What if that idea is just wrong? Gary Taubes thinks it is. Taubes joined us on the most recent episode of Bite to talk about the flaws in this popular idea of how we get fat.

As a journalist and author, Taubes has devoted his career to understanding how what we eat affects our weight. Taubes sees serious flaws in the “energy-balance theory”—that you just have to eat less and move more to stave off the pounds—and thinks that the idea is seriously undermining the fight against obesity. The more nutritionists and doctors promote that theory, he argues, the more they avoid talking about what Taubes sees as a more convincing cause of our public health woes: sugar.

Taubes traces the roots of the energy-balance theory in his new book, The Case Against Sugar. In the 1860s, German scientists invented a calorimeter which measured how many calories a person consumed and then used up.

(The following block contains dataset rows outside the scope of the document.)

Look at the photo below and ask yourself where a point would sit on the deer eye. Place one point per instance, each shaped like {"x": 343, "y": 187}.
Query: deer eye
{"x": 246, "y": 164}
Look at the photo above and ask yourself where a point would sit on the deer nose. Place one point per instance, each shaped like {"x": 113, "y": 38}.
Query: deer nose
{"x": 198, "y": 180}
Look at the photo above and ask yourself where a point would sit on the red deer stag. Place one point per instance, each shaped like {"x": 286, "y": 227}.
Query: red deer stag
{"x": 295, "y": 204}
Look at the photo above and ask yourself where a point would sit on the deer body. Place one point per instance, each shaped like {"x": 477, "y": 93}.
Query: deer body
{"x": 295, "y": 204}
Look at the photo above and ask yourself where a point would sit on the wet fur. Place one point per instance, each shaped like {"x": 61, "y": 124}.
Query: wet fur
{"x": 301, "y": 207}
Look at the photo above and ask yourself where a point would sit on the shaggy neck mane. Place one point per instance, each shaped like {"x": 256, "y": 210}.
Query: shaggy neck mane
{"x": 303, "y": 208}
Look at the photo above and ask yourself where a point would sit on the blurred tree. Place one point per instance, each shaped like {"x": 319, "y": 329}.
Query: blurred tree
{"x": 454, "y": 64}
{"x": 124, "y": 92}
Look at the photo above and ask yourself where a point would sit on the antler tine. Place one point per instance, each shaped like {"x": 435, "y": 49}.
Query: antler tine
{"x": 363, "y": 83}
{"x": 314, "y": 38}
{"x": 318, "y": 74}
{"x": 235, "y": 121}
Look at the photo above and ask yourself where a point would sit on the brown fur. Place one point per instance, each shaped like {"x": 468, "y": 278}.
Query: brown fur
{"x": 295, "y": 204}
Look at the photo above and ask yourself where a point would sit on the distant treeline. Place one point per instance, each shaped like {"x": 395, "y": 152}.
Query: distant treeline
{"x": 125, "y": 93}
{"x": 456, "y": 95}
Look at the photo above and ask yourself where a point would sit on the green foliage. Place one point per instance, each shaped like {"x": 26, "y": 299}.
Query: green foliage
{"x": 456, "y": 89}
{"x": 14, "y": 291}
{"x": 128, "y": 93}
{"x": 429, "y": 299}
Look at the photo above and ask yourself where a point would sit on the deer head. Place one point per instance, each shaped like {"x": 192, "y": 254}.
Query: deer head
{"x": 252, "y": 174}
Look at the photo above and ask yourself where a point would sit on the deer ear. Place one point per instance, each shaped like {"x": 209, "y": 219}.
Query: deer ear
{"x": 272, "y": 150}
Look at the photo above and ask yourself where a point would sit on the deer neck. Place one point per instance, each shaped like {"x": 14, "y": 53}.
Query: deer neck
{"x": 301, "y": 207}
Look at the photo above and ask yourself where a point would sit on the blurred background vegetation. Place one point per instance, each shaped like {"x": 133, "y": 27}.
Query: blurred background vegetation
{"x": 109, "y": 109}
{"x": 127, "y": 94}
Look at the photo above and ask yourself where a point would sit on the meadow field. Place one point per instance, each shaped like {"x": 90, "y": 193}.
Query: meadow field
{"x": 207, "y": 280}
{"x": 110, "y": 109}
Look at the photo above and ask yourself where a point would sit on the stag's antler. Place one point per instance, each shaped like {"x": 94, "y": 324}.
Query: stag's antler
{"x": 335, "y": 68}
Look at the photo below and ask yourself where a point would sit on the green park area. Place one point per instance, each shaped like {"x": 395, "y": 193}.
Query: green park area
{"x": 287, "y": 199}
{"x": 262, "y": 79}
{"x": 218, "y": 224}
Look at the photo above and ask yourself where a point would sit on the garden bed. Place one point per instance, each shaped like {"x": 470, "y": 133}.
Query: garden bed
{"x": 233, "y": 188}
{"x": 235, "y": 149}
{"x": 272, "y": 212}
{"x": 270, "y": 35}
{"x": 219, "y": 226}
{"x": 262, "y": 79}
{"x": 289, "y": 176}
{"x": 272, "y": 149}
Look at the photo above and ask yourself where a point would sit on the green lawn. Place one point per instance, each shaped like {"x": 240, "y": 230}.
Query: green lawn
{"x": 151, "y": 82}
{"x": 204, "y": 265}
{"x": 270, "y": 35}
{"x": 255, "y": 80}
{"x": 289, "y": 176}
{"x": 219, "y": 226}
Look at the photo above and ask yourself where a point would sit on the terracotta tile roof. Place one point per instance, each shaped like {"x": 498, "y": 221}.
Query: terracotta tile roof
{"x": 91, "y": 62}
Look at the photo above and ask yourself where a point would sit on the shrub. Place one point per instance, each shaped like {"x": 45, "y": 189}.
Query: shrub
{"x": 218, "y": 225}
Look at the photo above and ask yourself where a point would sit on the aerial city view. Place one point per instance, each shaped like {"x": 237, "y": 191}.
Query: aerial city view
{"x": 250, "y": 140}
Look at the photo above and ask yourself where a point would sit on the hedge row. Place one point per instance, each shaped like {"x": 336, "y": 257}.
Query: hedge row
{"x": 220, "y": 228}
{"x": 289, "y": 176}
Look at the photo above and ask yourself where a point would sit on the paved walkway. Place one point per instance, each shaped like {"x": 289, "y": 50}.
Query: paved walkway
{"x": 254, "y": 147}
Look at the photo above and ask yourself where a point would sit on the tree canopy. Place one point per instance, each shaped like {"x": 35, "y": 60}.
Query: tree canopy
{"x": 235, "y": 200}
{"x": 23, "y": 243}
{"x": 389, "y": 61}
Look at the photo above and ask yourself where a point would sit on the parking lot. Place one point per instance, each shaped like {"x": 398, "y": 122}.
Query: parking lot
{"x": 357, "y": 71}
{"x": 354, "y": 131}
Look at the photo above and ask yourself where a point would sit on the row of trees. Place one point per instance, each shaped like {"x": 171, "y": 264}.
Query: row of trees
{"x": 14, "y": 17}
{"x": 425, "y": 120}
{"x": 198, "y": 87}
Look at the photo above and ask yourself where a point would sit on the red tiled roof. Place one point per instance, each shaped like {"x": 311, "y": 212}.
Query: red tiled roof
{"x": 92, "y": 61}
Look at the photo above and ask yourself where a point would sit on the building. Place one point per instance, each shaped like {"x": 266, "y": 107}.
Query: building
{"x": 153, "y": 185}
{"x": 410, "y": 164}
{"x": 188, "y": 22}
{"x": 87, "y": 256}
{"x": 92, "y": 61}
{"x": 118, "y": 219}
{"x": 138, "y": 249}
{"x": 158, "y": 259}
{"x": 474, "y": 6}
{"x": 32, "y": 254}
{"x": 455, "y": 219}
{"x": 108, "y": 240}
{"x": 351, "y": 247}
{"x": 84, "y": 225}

This innovation helped inform the “new” nutrition science of the early 1900s: “You could measure the energy in, you could measure the energy out,” Taubes explains. “Clearly if someone was getting fatter, they were taking in more energy than they expended. From this came this theory that obesity was an energy-balance disorder.”

But in the 1960s, researchers developed radioimmunoassay, allowing them to measure the circulation of hormones in the blood. Scientists could soon establish how hormones regulate the fat we accumulate, and how the food we eat influences those hormones. But at that point, notes Taubes: “The obesity and nutrition community continues to say, ‘look, we know why people get fat: It’s because they take in more calories than they expend.'”

That stubborn theory—Taubes sarcastically deems it “the gift that keeps on giving”—prevails even today. As my colleague Julia Lurie pointed out in this story, junk food companies use this idea in order to peddle sugary foods to kids. In one lesson of Energy Balance 101, a curriculum backed by companies like Hershey and PepsiCo and taught to 28 million students and counting, students learn that going for a bike ride can balance out munching on a chocolate bar.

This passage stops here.